Suppose you had 2 scenarios:
Scenario A: 1 investment, $100,000, probability of being profitable is 68%, will have a 30% profit.
Scenario B: 100 investments, total $100,000, average probability of being profitable is 68%, will have an average 30% profit.
Now you have 2 choices: you either can choose Scenario A or Scenario B to invest in. Which one would you choose?
I’d choose Scenario B. By divserfiying among 100 investments that have the same (on average) probability & profitability as that of 1 investment (mentioned in Scenario A), you’re:
Letting the Data Cancel Out Outlying, Random Events
This post is very much of a statistical lesson. In statistics, we know that there is a general trend (as obvious in the graph on the right), but like all sets of data, there are OUTLYING data that do not fit within the general trend. These are what we consider as random data, data that cannot be predicted, and thus, cannot be assigned a probability (of happening). For most of the points on the graph (the trend), we can assign a probability e.g. the probability of this point happening is X%. However, for the random outlying events we cannot assign a probability because the event cannot be predicted. Thus….
Probabilities Are Only Useful When Considering Multiple Investments (More Data)
Let’s assume you chose Scenario A. On paper, the probability of that investment becoming profitable is 68%. In reality, whether or not that investment will be profitable is 50-50, because whether or not this investment is profitable is SHEER LUCK. This is because you might get unlucky and accidently get stuck with an investment that’s an OUTLYING data, meaning it might be way off the normal trend. In other words, that fact that the profitability is 68% is useless, because I’m ONLY TESTING THIS PROBABILITY (68%) ON ONE INVESTMENT.
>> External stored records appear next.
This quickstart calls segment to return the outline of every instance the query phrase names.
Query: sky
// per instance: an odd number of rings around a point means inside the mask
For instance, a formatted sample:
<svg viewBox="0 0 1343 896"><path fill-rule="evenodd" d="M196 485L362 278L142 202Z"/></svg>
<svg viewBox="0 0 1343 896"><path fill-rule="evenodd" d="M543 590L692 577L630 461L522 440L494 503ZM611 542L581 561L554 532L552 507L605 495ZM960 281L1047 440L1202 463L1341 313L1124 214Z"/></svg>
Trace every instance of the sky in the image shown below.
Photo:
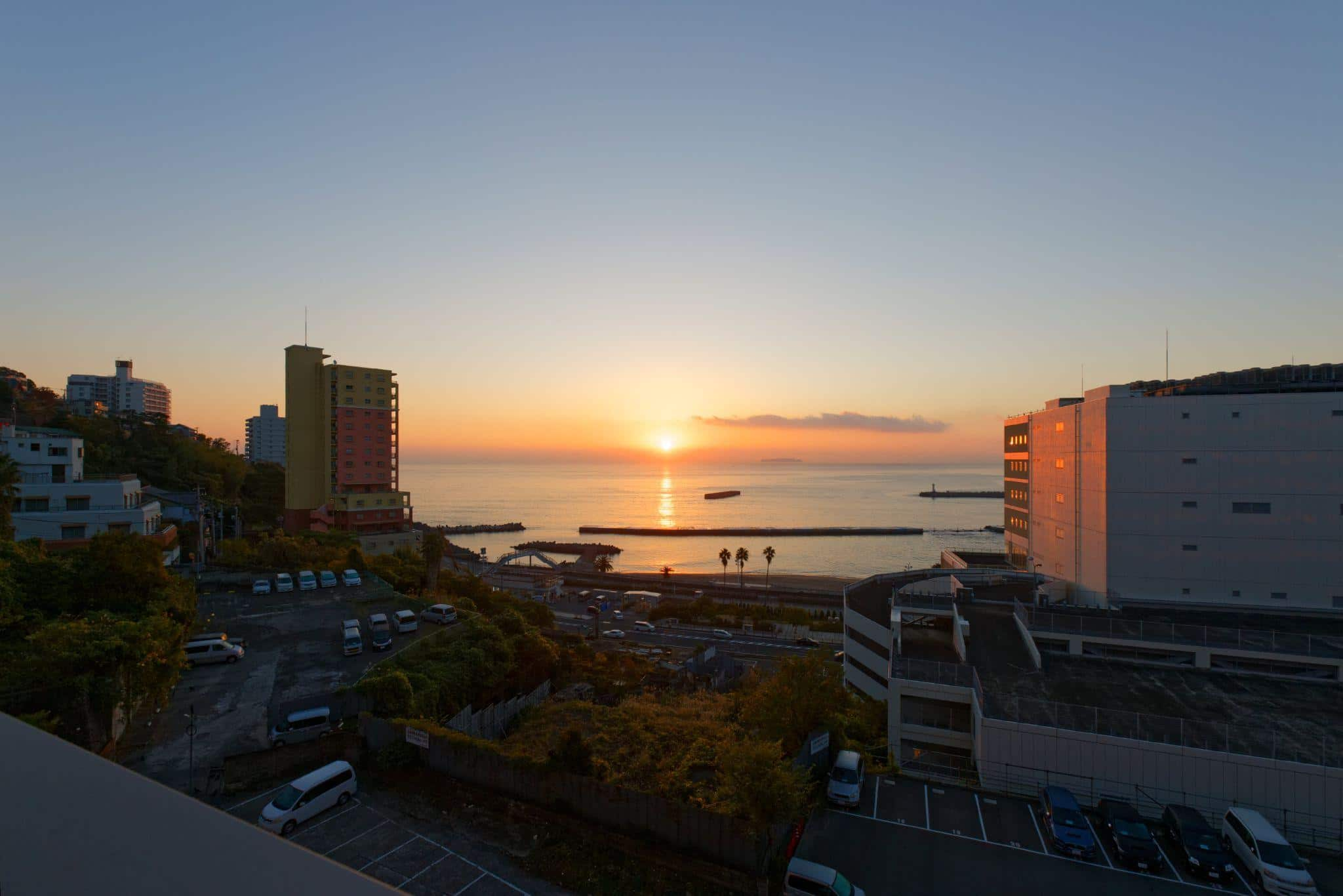
<svg viewBox="0 0 1343 896"><path fill-rule="evenodd" d="M1086 387L1336 363L1343 4L12 7L0 364L402 454L978 462Z"/></svg>

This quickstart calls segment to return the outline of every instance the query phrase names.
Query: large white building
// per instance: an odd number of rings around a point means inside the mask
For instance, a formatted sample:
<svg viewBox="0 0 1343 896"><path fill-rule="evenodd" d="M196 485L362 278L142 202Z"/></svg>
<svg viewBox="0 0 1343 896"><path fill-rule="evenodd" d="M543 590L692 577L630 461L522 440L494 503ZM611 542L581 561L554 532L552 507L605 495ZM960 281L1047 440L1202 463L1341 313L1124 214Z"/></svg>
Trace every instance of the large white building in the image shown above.
<svg viewBox="0 0 1343 896"><path fill-rule="evenodd" d="M262 404L261 414L247 418L248 461L267 461L285 466L285 418L279 415L278 404Z"/></svg>
<svg viewBox="0 0 1343 896"><path fill-rule="evenodd" d="M1054 599L1343 610L1343 365L1053 399L1005 420L1003 493Z"/></svg>
<svg viewBox="0 0 1343 896"><path fill-rule="evenodd" d="M51 548L78 547L99 532L154 539L164 563L177 559L176 527L134 474L85 476L83 439L67 430L0 426L0 454L19 466L15 540L42 539Z"/></svg>
<svg viewBox="0 0 1343 896"><path fill-rule="evenodd" d="M133 411L136 414L163 414L172 419L172 390L163 383L141 380L130 375L132 361L117 361L113 376L71 373L66 377L66 400L91 407L102 402L109 414Z"/></svg>

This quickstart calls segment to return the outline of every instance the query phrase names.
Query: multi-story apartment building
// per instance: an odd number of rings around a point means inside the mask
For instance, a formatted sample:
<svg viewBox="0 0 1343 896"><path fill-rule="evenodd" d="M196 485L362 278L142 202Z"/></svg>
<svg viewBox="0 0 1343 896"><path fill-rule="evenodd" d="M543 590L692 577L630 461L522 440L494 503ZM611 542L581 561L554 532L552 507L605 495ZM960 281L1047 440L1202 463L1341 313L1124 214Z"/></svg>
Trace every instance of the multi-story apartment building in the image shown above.
<svg viewBox="0 0 1343 896"><path fill-rule="evenodd" d="M134 474L86 476L83 439L67 430L0 426L0 454L19 466L15 540L42 539L51 549L86 544L99 532L133 532L157 541L164 563L177 559L176 528Z"/></svg>
<svg viewBox="0 0 1343 896"><path fill-rule="evenodd" d="M285 463L285 418L278 404L262 404L261 414L247 418L247 445L244 455L252 463L267 461Z"/></svg>
<svg viewBox="0 0 1343 896"><path fill-rule="evenodd" d="M325 359L285 349L285 527L346 529L372 552L412 545L411 496L398 490L396 375Z"/></svg>
<svg viewBox="0 0 1343 896"><path fill-rule="evenodd" d="M1053 399L1003 422L1003 493L1057 596L1343 610L1343 365Z"/></svg>
<svg viewBox="0 0 1343 896"><path fill-rule="evenodd" d="M117 361L113 376L71 373L66 377L66 400L81 408L102 402L109 414L163 414L172 419L172 390L163 383L141 380L130 375L132 361Z"/></svg>

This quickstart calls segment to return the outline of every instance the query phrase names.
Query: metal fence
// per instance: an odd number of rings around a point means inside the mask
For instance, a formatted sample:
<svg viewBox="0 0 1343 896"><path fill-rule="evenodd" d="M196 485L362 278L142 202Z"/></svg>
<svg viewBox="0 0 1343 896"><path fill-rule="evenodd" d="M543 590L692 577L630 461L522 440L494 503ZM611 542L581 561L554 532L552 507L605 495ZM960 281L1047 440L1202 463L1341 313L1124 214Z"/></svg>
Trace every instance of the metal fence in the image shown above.
<svg viewBox="0 0 1343 896"><path fill-rule="evenodd" d="M991 719L1027 725L1066 728L1261 759L1343 767L1343 737L1319 725L1304 729L1301 724L1291 729L1254 728L1001 693L988 695L982 707L984 715Z"/></svg>
<svg viewBox="0 0 1343 896"><path fill-rule="evenodd" d="M1117 619L1109 615L1052 613L1037 610L1035 607L1025 607L1019 603L1014 610L1022 617L1022 622L1031 631L1123 638L1127 641L1152 641L1194 647L1234 647L1238 650L1287 653L1301 657L1343 657L1343 637L1338 635Z"/></svg>

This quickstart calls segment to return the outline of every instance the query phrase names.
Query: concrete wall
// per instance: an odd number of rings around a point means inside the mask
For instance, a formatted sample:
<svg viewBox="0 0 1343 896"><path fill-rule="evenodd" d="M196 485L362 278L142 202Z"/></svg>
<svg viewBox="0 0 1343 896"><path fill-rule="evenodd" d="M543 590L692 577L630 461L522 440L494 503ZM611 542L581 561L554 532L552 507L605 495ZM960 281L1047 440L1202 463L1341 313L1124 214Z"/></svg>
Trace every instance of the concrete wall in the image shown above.
<svg viewBox="0 0 1343 896"><path fill-rule="evenodd" d="M1183 802L1215 818L1229 805L1258 809L1293 842L1339 849L1343 768L983 719L983 785L1030 793L1068 786L1085 805L1115 794L1152 805ZM1136 789L1142 789L1140 791Z"/></svg>

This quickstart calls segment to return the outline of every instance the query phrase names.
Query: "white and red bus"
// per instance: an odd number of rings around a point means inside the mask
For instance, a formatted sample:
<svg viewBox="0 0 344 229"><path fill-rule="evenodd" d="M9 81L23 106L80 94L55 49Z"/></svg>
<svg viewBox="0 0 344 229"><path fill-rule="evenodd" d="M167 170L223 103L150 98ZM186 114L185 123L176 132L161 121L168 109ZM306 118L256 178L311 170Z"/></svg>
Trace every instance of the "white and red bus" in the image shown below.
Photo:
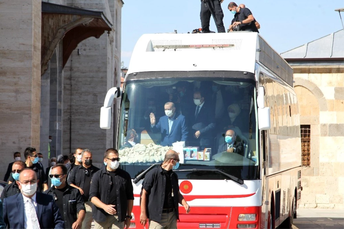
<svg viewBox="0 0 344 229"><path fill-rule="evenodd" d="M170 147L183 158L174 171L191 209L186 214L180 207L178 228L275 228L283 221L291 227L301 189L293 77L291 68L256 33L142 35L122 91L109 91L100 115L101 128L109 129L113 99L120 97L116 144L121 167L133 181L131 227L143 228L139 195L144 175L169 148L160 143L162 135L170 133L152 132L149 114L157 122L168 101L185 116L189 133L185 146ZM195 126L187 121L194 115L198 90L215 117L203 144L208 154L197 148ZM221 152L228 129L241 143L240 152ZM137 135L129 139L133 131Z"/></svg>

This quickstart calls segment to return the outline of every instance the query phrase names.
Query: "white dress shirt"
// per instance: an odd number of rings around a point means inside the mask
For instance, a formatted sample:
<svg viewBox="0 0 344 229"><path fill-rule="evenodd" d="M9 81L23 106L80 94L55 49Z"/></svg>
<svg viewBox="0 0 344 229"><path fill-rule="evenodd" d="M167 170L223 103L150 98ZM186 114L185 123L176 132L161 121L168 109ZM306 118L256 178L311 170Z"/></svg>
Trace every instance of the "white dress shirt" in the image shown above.
<svg viewBox="0 0 344 229"><path fill-rule="evenodd" d="M29 207L26 206L30 198L28 198L22 194L23 195L23 199L24 200L24 228L32 228L32 222L31 219L30 213L29 210ZM35 209L36 211L37 210L37 203L36 202L36 194L33 195L33 196L31 197L31 199L32 200L32 203L35 206ZM29 220L28 220L28 219L30 219Z"/></svg>
<svg viewBox="0 0 344 229"><path fill-rule="evenodd" d="M128 141L128 142L129 142L129 143L130 143L130 145L132 145L133 146L134 146L134 145L135 145L136 144L136 143L135 143L135 142L132 142L132 141Z"/></svg>
<svg viewBox="0 0 344 229"><path fill-rule="evenodd" d="M204 105L204 101L203 101L201 104L199 105L198 106L196 106L196 110L195 110L195 116L196 116L196 112L197 111L197 107L200 107L200 110L198 111L198 113L199 114L200 112L201 112L201 109L202 109L202 107L203 105Z"/></svg>

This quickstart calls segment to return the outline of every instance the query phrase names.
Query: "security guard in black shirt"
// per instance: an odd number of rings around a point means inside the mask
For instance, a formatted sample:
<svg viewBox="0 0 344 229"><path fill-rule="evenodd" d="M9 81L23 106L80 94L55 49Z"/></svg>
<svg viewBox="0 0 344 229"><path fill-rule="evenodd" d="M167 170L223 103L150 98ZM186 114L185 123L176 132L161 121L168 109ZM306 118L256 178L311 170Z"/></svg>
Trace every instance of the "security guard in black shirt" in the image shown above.
<svg viewBox="0 0 344 229"><path fill-rule="evenodd" d="M86 214L84 200L79 190L66 183L67 173L63 165L53 167L49 176L54 186L44 193L54 198L66 228L81 228Z"/></svg>
<svg viewBox="0 0 344 229"><path fill-rule="evenodd" d="M225 33L223 25L223 12L221 3L224 0L201 0L201 23L202 25L202 32L210 33L209 25L210 16L215 21L218 33Z"/></svg>
<svg viewBox="0 0 344 229"><path fill-rule="evenodd" d="M26 167L26 164L21 161L14 162L12 167L12 175L14 180L19 180L19 174ZM6 185L1 194L1 199L3 200L6 197L14 196L20 193L20 190L18 184L15 181Z"/></svg>
<svg viewBox="0 0 344 229"><path fill-rule="evenodd" d="M241 8L235 2L231 2L228 5L228 9L232 13L235 14L234 22L232 25L233 27L240 27L240 31L252 31L259 33L255 23L255 18L251 11L248 8ZM232 27L230 27L230 29Z"/></svg>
Now look at Scenario B. With a 100 different investments, the random, OUTLYING data will cancel each other out and revert back to the normal trend. Thus, the probability that I calculated, 68%, is ACTUALLY USEFUL because I’m also guaranteed that all the OUTLYING data will cancel each other out and the data IN GENERAL will conform to the probability (68%) that I calculated.
Regarding What Warren Buffett Said…
Rule #1: Don’t lose money.
Rule #2: Follow rule #1.
By this, Buffett is saying that once you lose money, you’ll have to make a much better return to make that money back. For example: if you lose 50%, you’ll need to make 100% just to get back to your starting point.
Scenario A is really a 50-50 bet even though on paper it sounds like a 68% chance of profitability. Thus, if you invest all you have into this investment and the investment becomes unprofitably, you’ll have to make much better returns to make that money back.
Because the probability (68%) of Scenario B becoming profitable is spread out over 100 investments, you avoid the sticky situation that Scenario A can get you in.